Tea si morse io labbro inferiore, colta in flagrante. È vero, era stata stupida. Ma era vero anche il motivo. E questo la faceva vergognare da morire, soprattutto data la reazione di lui.

Perciò, provò a tergiversare.

«C-chi ti dice che sia meglio stare qui che al campo?» gli chiese, distogliendo lo sguardo.

Non voleva tornare in quel blok ed effettivamente lavorare nella villa del Comandante era molto meglio.

Ma non poteva confessargli di nuovo che la vista di quella donna avvighiata a lui le aveva fatto salire un istinto omicida.
Improvvisamente sentì il cuore martellare forte nel petto.

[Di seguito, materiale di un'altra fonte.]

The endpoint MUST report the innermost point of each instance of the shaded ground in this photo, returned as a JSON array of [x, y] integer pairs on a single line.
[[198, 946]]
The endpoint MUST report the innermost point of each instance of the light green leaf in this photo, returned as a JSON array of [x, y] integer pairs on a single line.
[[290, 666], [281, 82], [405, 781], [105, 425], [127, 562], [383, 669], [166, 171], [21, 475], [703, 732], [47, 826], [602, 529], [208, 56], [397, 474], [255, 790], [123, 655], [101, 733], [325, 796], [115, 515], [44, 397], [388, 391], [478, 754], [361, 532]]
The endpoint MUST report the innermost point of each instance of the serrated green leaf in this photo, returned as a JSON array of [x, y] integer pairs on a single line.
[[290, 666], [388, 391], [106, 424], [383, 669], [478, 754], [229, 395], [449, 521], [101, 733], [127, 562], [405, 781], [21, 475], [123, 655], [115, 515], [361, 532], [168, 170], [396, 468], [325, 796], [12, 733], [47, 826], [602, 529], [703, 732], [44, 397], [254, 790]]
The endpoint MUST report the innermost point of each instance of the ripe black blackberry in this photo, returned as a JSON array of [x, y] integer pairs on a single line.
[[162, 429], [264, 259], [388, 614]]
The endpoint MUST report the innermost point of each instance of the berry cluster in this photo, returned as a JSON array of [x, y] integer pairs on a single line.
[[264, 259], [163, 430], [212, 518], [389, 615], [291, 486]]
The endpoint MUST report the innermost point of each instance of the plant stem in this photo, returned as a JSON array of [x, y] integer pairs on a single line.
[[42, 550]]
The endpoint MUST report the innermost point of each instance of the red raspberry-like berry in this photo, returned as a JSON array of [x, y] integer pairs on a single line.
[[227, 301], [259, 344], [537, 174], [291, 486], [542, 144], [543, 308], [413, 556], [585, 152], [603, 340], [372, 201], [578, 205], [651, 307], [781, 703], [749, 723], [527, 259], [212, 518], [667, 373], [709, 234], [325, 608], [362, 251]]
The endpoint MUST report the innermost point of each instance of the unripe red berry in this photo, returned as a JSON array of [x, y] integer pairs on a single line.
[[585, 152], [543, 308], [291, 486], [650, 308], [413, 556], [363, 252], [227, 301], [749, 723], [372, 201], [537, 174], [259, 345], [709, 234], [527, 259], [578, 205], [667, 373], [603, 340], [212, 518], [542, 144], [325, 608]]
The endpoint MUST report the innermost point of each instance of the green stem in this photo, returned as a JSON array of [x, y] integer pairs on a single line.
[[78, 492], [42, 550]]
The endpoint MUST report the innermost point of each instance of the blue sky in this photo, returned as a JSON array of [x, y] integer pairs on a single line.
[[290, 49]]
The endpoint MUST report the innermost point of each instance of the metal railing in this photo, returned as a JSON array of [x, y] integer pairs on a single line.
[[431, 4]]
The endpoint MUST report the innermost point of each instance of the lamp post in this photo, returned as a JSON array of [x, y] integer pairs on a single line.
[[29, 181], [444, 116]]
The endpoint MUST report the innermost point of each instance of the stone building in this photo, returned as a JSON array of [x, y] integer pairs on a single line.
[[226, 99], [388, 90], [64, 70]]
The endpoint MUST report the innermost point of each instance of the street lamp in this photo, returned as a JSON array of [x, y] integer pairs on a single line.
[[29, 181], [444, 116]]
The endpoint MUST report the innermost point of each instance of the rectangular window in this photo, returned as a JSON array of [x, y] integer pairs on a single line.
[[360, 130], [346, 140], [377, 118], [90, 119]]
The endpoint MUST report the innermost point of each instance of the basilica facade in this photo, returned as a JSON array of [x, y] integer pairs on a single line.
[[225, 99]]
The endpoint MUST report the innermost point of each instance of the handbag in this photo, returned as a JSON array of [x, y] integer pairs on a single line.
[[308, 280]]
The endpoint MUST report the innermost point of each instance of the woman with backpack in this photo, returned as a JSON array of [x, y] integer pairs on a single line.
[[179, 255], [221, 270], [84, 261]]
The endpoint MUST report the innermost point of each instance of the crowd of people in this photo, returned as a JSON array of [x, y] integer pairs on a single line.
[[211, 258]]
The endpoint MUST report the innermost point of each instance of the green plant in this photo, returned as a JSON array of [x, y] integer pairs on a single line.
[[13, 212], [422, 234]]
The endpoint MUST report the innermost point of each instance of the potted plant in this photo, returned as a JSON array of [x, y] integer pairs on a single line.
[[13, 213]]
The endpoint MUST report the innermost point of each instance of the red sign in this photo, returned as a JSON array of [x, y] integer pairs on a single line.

«Quindi mi stai dicendo che preferisci tornare in fabbrica?» le chiese allora lui, prendendole il mento con due dita per riportare lo sguardo su di sé.

«NO!» la risposta di Tea, così spontanea, fu più che sufficiente.

E lui insistette.

«E allora perché?» chiese ancora lui, restando nella stessa posizione.
Tea però sbuffò e si alzò in piedi sul letto.

«Ma cosa credi? Che lavorare nella villa del grande Comandante dei campi di sterminio di Auschwitz sia la mia più grande aspirazione nella vita?!» sbottò lei, arrabbiata.

Mark si raddrizzò, allontanandosi dal letto ma senza distogliere gli occhi da Tea.

«Beh... sei un'ebrea... quindi direi di sì» sputò fuori tagliente ma se ne pentì l'attimo dopo.

La vide diventare rossa, non di vergogna o imbarazzo ma di rabbia.

«Sono ebrea, sì! E allora? Io non sono un assassino come te!» gridò, additandolo.

Mark in due lunghi passi le si avvicinò e tirandole le gambe le fece perdere l'equilibrio e lei si ritrovò stesa sul letto con lui che la sovrastava.

«Questo assassino ti ha già salvata due volte» le disse soffiandole sulle labbra «Ricordi?».

Tea voltò il viso di lato, stringendo le mani a pugno con l'intenzione di colpirlo, ma era bloccata.

«Non starmi così vicino!» gridò ancora, scalciando.

«Perché? Sono più attraente di quella palla di lardo» le disse ridendo, facendo un cenno con la testa per indicare la stanza in cui giaceva ancora, senza sensi, quell'uomo.

«Sei solo un buffone» rispose lei, continuando a guardare il soffitto.

«No, sono sincero» disse Mark, allargando le sue labbra in un sorriso divertito «E guardami quando ti parlo» continuò poi, desiderando di guardarla negli occhi.

Tea però continuava a non spostare lo sguardo su di lui.

«Guardo quello che mi pare» rispose cercando di essere indifferente, ma la pressione del suo corpo su di le faceva quasi mancare il fiato.

«Guardami» il tono di Mark sembrava un ordine e, pur cercando di resistere, alla fine fece scontrare i loro occhi.

«Hanna non è niente.» le disse, avvicinandosi per baciarla ma, sul più bello, si tirò indietro lasciando una Tea interdetta. Mark si alzò da lei senza dire una parola e prima che potesse uscire le ordinò di mettersi a riposo.


«Pulisci tu casa? Sono sicura che come cameriera saresti molto brava» lo prese in giro lei, poggiando la testa sul cuscino. Lui la guardò con gli occhi stretti ma un leggero sorriso.

«Attenta a come parli, ragazzina» la minacciò scherzosamente Mark.

Era un soldato nazista e lei una prigioniera ebrea; ma in quel momento, in quella casa, si sentirono solo due semplici ragazzi che avrebbero voluto amarsi.